Quantum Pufferfish Privacy: A Flexible Privacy Framework for Quantum Systems
Theshani Nuradha, Ziv Goldfeld, Mark M. Wilde
TL;DR
This paper advances privacy for quantum data by introducing Quantum Pufferfish Privacy (QPP), a flexible framework that lets practitioners choose private secrets, discriminative pairs, prior distributions, and feasible measurements. It establishes a first operational interpretation of the Datta–Leditzky information spectrum divergence via QPP and provides an SDP-based toolset to compute it, along with strong properties such as convexity, post-processing invariance, and (adaptive) composability. The authors characterize privacy-utility tradeoffs with a depolarization mechanism, derive parameter regimes guaranteeing $\varepsilon$-QPP, and present an auditing pipeline for verifying QDP/QPP guarantees on quantum devices.
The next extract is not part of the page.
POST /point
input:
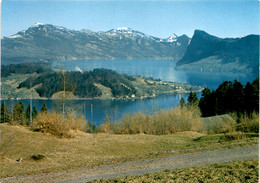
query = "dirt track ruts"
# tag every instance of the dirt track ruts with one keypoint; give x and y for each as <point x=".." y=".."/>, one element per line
<point x="141" y="167"/>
They also connect QPP to quantum fairness and extend the framework to Rényi-divergence and entanglement-aware variants, outlining practical implications for privacy-preserving quantum data analysis and learning. Overall, QPP offers a versatile, information-theoretic approach to privacy in quantum settings with operational, computational, and auditing advantages.
Abstract
We propose a versatile privacy framework for quantum systems, termed quantum pufferfish privacy (QPP). Inspired by classical pufferfish privacy, our formulation generalizes and addresses limitations of quantum differential privacy by offering flexibility in specifying private information, feasible measurements, and domain knowledge. We show that QPP can be equivalently formulated in terms of the Datta-Leditzky information spectrum divergence, thus providing the first operational interpretation thereof. We reformulate this divergence as a semi-definite program and derive several properties of it, which are then used to prove convexity, composability, and post-processing of QPP mechanisms. Parameters that guarantee QPP of the depolarization mechanism are also derived. We analyze the privacy-utility tradeoff of general QPP mechanisms and, again, study the depolarization mechanism as an explicit instance. The QPP framework is then applied to privacy auditing for identifying privacy violations via a hypothesis testing pipeline that leverages quantum algorithms. Connections to quantum fairness and other quantum divergences are also explored and several variants of QPP are examined.